Учитель присел к столу и на чистом листке бумаги принялся что-то быстро писать.
Солдаты во главе с Хомутовым смотрели на него и напряженно молчали.
– Ну, вот, готово. Осталось только проставить имя, отчество и фамилию президента. Кого, товарищи?
Кому вы все доверяете?
– Хомутова, Тимофея Герасимовича, – тоном, не терпящим возражений, заявил Пастухов. – Он, как
член полкового комитета… и как много сделавший для революции. Большевик к тому же.
– Верно, товарищи.
– Правильно! Хомутова в президенты, – дружно поддержали все солдаты.

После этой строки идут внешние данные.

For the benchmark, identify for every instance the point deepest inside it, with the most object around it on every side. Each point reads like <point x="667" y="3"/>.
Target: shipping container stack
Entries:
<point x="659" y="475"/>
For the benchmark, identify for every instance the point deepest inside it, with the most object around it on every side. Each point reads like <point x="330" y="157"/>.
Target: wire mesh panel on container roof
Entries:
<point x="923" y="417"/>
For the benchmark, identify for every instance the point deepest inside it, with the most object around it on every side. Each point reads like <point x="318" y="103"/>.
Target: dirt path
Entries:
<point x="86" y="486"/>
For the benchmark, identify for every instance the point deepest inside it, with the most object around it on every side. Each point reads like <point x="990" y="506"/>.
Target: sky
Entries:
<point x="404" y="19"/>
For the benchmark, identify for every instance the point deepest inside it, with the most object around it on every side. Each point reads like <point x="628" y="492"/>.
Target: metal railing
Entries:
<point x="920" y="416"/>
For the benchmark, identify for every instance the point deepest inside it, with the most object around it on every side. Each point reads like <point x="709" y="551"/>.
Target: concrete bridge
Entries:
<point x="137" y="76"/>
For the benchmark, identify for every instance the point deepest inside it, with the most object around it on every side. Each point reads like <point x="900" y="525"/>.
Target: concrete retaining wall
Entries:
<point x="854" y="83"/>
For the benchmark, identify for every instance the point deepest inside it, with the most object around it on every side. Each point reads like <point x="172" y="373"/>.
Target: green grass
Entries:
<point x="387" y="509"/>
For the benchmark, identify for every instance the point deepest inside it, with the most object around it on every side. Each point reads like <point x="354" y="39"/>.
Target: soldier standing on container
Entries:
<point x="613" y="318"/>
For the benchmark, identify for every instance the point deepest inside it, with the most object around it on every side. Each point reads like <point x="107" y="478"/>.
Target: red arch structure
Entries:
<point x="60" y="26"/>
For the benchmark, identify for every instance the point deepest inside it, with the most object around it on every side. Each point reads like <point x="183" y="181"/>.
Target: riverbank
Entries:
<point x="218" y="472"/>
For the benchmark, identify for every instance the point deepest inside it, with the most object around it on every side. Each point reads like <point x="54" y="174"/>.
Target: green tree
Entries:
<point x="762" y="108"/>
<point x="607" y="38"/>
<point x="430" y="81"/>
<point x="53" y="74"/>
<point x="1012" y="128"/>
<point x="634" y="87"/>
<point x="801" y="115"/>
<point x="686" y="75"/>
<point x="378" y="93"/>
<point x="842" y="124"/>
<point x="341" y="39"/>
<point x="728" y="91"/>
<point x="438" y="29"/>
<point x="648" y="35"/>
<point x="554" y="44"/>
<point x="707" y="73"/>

– Ну, вот и все, – заявил учитель. – Значит, Тимофей Герасимович Хомутов – президент нашей
волостной республики.
– Да ты зачти, что написал.
– Пожалуйста, слушайте.
ВОЗЗВАНИЕ
Товарищи!
Земля принадлежит народу. Народ – хозяин России и призван творить в ней свою волю.
Временный комитет постановил: передать всю землю – крестьянам, а заводы – рабочим, с подчинением всей
волости временному комитету во главе с избранным народом президентом республики – Тимофеем Герасимовичем
Хомутовым, каковому и подчиняться впредь до созыва Учредительного собрания.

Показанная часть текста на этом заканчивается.